Milo Werner spent a decade bringing new products to market at Tesla. Now, she’s supporting other companies navigating FOAK production.
Photo credit: Tesla
Photo credit: Tesla
Like most stakeholders in the clean energy space, climate investor Milo Werner doesn’t welcome the upheaval of the incoming Trump administration. She shares concerns that his team could move to reel in the Department of Energy’s Loan Programs Office, or else pick apart the Inflation Reduction Act.
But Werner, who spent nearly a decade as a Tesla engineer and who specializes in scaling advanced manufacturing, also sees that probability as a critical turning point, especially for the private sector.
“Some funding is going away, but it is really forcing us to have to figure out how to structure our financial markets to take advantage of this huge opportunity,” she told Latitude Media, namely in clean manufacturing. Werner said there’s been “a 10x step up in domestic factory starts” in the wake of the pandemic, for everything from semiconductors to electricity generation.
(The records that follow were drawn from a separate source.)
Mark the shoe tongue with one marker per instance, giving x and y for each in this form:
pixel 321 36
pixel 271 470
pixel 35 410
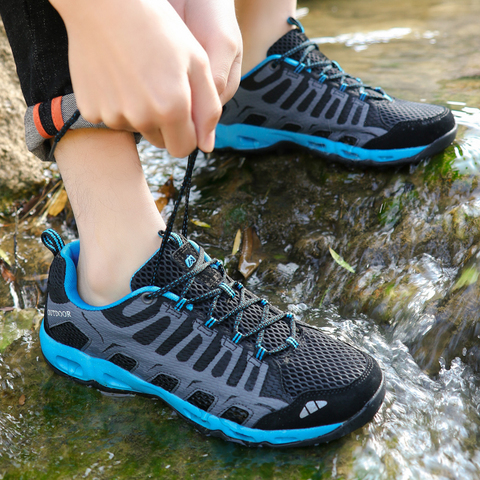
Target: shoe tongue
pixel 179 257
pixel 296 37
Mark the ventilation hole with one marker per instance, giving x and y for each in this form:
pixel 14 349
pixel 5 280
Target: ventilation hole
pixel 184 354
pixel 68 334
pixel 349 140
pixel 201 400
pixel 358 114
pixel 209 354
pixel 297 93
pixel 291 127
pixel 166 382
pixel 235 414
pixel 238 370
pixel 304 104
pixel 219 369
pixel 317 110
pixel 322 363
pixel 123 361
pixel 343 117
pixel 147 335
pixel 255 120
pixel 176 337
pixel 321 133
pixel 276 92
pixel 332 109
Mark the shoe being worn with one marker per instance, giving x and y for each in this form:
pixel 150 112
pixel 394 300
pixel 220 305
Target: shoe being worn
pixel 297 96
pixel 226 360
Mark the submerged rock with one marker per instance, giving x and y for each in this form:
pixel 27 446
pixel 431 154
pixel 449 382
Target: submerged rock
pixel 409 233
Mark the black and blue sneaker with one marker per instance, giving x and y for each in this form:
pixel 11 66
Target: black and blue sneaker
pixel 223 358
pixel 297 96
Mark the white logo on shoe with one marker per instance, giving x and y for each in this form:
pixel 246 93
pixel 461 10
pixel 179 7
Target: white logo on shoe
pixel 59 313
pixel 312 407
pixel 190 260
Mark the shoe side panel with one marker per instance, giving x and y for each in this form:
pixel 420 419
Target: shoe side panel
pixel 325 112
pixel 107 340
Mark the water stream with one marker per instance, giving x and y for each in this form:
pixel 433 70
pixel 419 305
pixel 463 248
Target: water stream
pixel 411 234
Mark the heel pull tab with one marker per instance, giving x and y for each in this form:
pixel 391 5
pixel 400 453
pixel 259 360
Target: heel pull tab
pixel 53 241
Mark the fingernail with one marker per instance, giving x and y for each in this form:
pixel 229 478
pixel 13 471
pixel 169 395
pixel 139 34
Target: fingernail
pixel 209 143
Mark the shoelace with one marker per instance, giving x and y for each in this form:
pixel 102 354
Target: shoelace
pixel 325 67
pixel 230 289
pixel 224 288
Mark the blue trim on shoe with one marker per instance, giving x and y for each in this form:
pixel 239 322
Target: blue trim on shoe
pixel 70 253
pixel 249 137
pixel 86 368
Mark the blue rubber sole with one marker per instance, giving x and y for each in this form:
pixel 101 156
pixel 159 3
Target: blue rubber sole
pixel 105 375
pixel 251 138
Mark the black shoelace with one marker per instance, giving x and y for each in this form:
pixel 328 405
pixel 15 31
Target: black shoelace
pixel 329 70
pixel 225 287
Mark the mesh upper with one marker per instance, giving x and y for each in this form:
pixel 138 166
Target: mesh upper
pixel 170 269
pixel 294 38
pixel 321 363
pixel 392 113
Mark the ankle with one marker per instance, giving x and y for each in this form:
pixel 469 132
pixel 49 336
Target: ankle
pixel 262 24
pixel 104 275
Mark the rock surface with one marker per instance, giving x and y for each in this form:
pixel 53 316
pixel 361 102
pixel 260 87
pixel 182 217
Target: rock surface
pixel 19 169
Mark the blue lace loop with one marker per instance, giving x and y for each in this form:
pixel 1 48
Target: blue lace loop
pixel 325 67
pixel 225 287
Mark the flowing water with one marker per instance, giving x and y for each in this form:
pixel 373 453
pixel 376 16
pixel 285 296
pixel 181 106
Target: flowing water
pixel 411 234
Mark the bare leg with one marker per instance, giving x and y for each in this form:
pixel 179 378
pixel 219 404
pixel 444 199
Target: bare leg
pixel 115 212
pixel 262 22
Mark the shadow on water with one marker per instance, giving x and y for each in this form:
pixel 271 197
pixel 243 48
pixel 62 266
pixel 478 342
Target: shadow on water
pixel 411 234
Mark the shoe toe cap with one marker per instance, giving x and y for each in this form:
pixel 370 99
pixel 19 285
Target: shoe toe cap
pixel 412 125
pixel 339 383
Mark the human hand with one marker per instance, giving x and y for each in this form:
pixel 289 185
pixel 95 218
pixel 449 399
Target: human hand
pixel 136 66
pixel 214 25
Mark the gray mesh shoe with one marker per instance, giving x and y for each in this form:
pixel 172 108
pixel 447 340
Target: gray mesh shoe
pixel 297 96
pixel 226 360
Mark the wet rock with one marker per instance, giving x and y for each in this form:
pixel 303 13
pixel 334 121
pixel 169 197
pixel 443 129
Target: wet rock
pixel 408 233
pixel 20 171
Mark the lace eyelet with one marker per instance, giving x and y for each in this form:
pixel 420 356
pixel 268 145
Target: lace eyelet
pixel 147 298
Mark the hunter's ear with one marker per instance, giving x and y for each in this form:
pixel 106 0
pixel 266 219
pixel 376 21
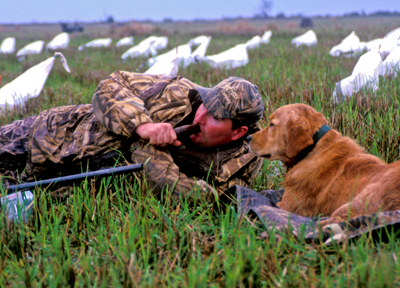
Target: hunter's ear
pixel 298 139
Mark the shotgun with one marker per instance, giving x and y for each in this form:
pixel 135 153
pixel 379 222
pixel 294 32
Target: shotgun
pixel 181 132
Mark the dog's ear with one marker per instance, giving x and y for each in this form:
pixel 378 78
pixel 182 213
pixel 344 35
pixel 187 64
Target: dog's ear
pixel 298 139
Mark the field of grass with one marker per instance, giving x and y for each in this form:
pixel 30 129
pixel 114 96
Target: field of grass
pixel 120 235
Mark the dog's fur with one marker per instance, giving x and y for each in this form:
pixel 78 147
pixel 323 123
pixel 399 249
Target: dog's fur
pixel 337 178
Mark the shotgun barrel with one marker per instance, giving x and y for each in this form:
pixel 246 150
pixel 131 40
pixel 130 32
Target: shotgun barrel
pixel 77 177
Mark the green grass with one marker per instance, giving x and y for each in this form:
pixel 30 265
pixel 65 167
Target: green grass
pixel 119 234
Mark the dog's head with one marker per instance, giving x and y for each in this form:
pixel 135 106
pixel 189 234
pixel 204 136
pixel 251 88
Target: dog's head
pixel 289 131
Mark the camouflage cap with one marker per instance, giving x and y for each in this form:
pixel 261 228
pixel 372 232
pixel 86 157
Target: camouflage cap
pixel 233 98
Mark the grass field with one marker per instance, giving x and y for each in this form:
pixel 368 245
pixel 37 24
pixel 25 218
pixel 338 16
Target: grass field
pixel 120 235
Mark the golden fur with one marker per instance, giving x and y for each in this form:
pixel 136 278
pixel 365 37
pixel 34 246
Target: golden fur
pixel 337 178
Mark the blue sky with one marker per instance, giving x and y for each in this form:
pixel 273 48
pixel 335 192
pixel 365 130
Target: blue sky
pixel 27 11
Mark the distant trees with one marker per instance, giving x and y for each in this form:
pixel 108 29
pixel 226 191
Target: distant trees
pixel 265 7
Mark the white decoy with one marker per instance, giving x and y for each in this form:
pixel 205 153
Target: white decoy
pixel 395 34
pixel 365 74
pixel 8 45
pixel 200 50
pixel 392 63
pixel 32 48
pixel 198 40
pixel 167 66
pixel 126 41
pixel 182 52
pixel 159 42
pixel 29 84
pixel 309 38
pixel 101 42
pixel 373 44
pixel 232 58
pixel 266 37
pixel 387 45
pixel 61 41
pixel 143 49
pixel 349 46
pixel 253 42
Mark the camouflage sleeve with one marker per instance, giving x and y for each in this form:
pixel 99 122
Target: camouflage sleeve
pixel 116 101
pixel 161 172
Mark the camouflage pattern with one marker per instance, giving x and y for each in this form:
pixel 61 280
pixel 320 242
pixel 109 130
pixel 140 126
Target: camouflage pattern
pixel 376 227
pixel 233 98
pixel 74 138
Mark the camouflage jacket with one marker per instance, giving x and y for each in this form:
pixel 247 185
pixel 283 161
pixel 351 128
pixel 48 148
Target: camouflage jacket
pixel 73 138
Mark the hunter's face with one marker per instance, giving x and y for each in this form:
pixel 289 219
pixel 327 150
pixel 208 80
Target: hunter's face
pixel 214 132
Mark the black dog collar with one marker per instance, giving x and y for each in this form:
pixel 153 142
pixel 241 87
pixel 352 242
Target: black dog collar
pixel 317 136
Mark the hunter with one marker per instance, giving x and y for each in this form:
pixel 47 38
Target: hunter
pixel 131 119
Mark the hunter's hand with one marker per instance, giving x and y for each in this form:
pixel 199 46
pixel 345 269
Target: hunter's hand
pixel 160 134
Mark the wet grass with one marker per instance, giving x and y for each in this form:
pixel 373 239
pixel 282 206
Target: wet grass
pixel 119 234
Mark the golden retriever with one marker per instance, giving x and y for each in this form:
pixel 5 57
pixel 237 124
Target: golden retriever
pixel 327 174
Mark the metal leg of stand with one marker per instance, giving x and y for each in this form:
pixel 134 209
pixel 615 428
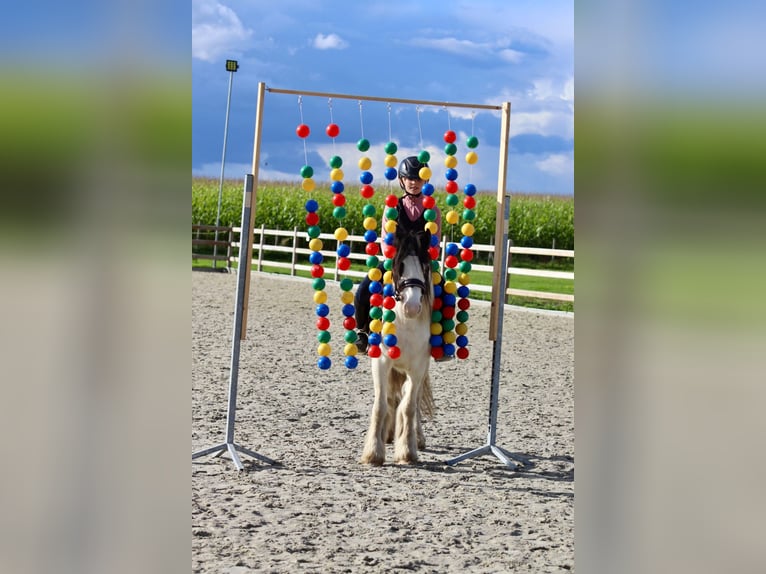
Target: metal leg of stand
pixel 230 446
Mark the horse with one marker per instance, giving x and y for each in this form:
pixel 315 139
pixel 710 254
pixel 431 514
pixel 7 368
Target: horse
pixel 402 386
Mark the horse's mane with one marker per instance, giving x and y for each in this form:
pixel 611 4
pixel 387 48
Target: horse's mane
pixel 413 243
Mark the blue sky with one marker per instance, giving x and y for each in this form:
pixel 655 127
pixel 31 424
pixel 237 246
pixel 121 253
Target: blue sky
pixel 481 52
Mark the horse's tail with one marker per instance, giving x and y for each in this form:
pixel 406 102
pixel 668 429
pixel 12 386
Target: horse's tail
pixel 427 406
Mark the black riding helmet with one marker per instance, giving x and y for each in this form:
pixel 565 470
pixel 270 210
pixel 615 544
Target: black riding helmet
pixel 410 167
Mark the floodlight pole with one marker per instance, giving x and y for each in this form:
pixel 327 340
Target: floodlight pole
pixel 231 66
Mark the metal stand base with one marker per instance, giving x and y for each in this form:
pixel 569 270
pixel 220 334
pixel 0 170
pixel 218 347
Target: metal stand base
pixel 232 449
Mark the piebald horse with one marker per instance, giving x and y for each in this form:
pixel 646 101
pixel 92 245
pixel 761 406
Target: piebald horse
pixel 402 386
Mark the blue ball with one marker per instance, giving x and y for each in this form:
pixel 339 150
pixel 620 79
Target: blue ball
pixel 322 310
pixel 312 205
pixel 316 257
pixel 351 362
pixel 324 363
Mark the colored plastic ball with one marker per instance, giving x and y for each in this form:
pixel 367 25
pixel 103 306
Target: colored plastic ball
pixel 307 171
pixel 364 163
pixel 303 131
pixel 324 363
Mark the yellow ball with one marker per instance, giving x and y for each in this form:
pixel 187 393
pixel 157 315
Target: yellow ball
pixel 365 163
pixel 315 244
pixel 341 234
pixel 370 223
pixel 347 297
pixel 374 274
pixel 323 350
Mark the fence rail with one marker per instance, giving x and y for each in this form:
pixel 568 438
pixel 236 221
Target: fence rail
pixel 288 242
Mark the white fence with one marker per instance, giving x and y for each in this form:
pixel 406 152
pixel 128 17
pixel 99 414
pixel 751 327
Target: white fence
pixel 288 241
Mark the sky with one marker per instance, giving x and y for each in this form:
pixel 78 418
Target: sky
pixel 479 52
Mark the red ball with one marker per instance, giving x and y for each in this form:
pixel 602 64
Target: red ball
pixel 302 131
pixel 317 270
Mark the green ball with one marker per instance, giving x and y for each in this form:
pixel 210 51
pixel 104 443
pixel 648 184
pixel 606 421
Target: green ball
pixel 324 336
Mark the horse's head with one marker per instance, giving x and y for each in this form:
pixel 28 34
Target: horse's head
pixel 412 272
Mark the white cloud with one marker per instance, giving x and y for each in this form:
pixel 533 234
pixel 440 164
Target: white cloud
pixel 216 30
pixel 329 42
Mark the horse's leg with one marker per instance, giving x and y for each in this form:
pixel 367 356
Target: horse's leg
pixel 374 448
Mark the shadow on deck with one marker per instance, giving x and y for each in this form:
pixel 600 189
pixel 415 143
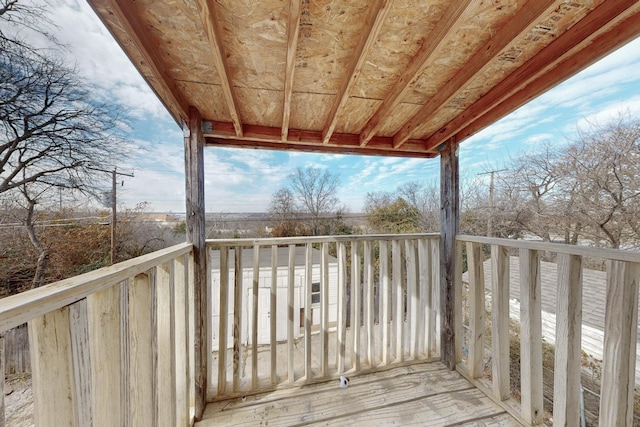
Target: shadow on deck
pixel 425 394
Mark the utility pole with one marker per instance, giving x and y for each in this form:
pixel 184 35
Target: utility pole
pixel 491 206
pixel 114 199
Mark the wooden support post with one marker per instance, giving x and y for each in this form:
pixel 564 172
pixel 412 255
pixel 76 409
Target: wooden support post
pixel 196 233
pixel 531 337
pixel 449 227
pixel 620 331
pixel 566 383
pixel 500 321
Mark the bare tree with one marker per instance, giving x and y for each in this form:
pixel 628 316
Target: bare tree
pixel 313 191
pixel 53 134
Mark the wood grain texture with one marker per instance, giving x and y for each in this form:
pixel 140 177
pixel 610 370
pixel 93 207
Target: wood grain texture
pixel 566 381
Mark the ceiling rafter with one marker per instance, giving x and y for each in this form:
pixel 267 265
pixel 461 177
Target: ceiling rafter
pixel 293 30
pixel 269 137
pixel 131 24
pixel 207 15
pixel 375 19
pixel 522 22
pixel 536 77
pixel 452 15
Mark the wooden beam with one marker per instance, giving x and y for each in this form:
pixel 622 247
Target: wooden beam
pixel 206 9
pixel 414 70
pixel 594 37
pixel 522 22
pixel 195 210
pixel 449 228
pixel 375 19
pixel 269 138
pixel 122 18
pixel 292 45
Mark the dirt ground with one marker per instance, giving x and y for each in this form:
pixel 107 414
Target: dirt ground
pixel 18 400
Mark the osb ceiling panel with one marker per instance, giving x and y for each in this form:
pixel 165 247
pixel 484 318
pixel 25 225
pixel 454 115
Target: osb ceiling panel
pixel 380 77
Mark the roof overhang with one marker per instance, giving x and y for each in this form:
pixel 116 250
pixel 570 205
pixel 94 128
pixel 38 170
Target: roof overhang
pixel 374 77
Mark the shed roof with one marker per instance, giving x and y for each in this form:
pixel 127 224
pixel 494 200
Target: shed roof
pixel 382 77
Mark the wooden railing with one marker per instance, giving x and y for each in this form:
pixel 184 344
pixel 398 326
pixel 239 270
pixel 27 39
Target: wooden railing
pixel 301 310
pixel 620 329
pixel 113 346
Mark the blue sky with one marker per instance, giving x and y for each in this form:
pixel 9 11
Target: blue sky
pixel 244 180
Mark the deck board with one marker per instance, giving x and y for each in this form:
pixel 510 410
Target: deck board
pixel 425 394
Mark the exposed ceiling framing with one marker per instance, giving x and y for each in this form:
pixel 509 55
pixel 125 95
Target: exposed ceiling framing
pixel 375 77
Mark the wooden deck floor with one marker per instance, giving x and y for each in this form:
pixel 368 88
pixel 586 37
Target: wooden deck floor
pixel 426 394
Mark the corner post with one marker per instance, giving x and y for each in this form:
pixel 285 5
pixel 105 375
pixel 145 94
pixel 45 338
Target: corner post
pixel 195 225
pixel 449 228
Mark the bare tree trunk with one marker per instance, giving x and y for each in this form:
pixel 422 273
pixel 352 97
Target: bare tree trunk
pixel 43 257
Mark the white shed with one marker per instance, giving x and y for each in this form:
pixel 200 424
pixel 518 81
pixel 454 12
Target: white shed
pixel 264 293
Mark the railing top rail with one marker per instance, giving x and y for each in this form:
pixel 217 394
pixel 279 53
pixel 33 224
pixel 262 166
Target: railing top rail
pixel 601 253
pixel 317 239
pixel 18 309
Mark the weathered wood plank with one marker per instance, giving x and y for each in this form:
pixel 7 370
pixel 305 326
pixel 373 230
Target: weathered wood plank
pixel 567 366
pixel 385 299
pixel 273 310
pixel 196 233
pixel 164 346
pixel 500 322
pixel 140 372
pixel 356 305
pixel 369 289
pixel 413 312
pixel 449 228
pixel 103 312
pixel 531 337
pixel 476 309
pixel 398 312
pixel 222 334
pixel 418 394
pixel 290 312
pixel 342 306
pixel 238 287
pixel 308 281
pixel 621 326
pixel 254 316
pixel 81 362
pixel 50 344
pixel 180 341
pixel 324 307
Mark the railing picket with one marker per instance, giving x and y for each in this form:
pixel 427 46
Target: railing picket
pixel 342 307
pixel 140 371
pixel 237 317
pixel 370 295
pixel 308 265
pixel 81 361
pixel 398 316
pixel 531 337
pixel 273 315
pixel 290 313
pixel 180 343
pixel 103 313
pixel 476 310
pixel 356 305
pixel 324 313
pixel 386 303
pixel 423 313
pixel 500 321
pixel 619 361
pixel 50 345
pixel 434 332
pixel 254 317
pixel 412 297
pixel 567 366
pixel 223 310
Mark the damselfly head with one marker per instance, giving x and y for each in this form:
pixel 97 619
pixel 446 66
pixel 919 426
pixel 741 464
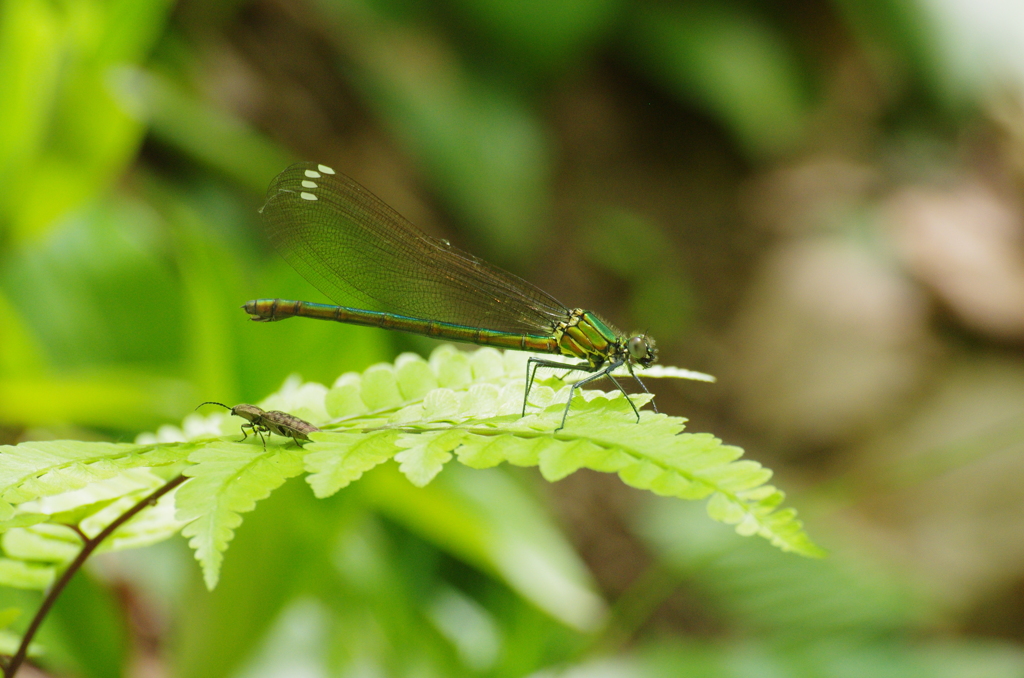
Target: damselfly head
pixel 642 349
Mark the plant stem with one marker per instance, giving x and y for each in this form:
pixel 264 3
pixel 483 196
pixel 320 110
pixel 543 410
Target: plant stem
pixel 90 545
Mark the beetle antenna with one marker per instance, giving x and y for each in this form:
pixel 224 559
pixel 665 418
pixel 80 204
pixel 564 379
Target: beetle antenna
pixel 212 403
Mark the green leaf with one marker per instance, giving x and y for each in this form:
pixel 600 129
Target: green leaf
pixel 25 576
pixel 423 413
pixel 344 458
pixel 227 479
pixel 32 470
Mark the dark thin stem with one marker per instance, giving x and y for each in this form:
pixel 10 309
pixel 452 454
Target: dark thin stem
pixel 76 564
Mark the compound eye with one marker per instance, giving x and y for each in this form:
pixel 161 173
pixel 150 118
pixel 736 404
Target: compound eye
pixel 637 347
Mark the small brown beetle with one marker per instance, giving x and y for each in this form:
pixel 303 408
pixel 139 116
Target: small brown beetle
pixel 273 421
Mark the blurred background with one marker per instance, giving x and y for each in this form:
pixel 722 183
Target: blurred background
pixel 819 202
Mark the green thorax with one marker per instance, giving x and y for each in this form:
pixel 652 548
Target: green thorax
pixel 585 335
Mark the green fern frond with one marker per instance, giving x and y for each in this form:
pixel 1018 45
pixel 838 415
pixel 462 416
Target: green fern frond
pixel 32 470
pixel 227 479
pixel 422 413
pixel 467 406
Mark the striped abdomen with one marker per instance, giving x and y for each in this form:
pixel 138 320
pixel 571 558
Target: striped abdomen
pixel 268 310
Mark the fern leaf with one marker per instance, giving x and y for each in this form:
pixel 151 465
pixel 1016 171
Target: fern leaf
pixel 227 479
pixel 345 458
pixel 39 469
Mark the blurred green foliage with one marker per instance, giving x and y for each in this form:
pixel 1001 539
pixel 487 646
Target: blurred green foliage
pixel 558 138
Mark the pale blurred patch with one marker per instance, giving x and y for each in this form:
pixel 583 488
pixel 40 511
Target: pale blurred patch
pixel 829 341
pixel 967 244
pixel 947 484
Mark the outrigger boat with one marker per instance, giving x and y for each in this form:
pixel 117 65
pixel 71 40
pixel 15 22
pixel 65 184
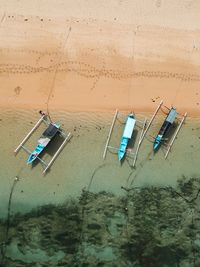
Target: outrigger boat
pixel 171 116
pixel 43 141
pixel 127 134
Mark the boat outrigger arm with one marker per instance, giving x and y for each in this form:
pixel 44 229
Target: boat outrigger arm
pixel 171 117
pixel 43 141
pixel 130 125
pixel 127 134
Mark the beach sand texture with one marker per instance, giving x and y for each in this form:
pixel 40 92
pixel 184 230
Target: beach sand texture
pixel 100 55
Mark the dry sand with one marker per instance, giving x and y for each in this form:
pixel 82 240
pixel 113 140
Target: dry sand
pixel 100 55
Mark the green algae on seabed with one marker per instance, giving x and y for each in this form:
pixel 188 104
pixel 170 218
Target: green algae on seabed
pixel 75 166
pixel 149 226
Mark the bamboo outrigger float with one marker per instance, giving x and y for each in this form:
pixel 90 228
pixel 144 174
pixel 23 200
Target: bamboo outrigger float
pixel 130 125
pixel 51 131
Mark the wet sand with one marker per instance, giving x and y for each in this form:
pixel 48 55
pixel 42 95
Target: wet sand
pixel 81 166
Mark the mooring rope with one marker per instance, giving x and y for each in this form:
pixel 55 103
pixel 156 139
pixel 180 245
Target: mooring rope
pixel 55 73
Federal support, including from LPO, has been incredibly instrumental for companies navigating the industrialization process over the last few years, Werner said, but that funding was never intended to be a “bridge from pilot into mass commercialization.”
“They were never going to last forever,” she said. “And I think we have to chart a path forward, with or without them.”
One outcome of decades of outsourcing, she wrote in light of the election, is that the U.S. “got dangerously rusty on the skills and financial instruments for industrializing new technologies.” That dearth of capability stands to pose a major barrier to first-of-a-kind projects, which already struggle with workforce and financing access.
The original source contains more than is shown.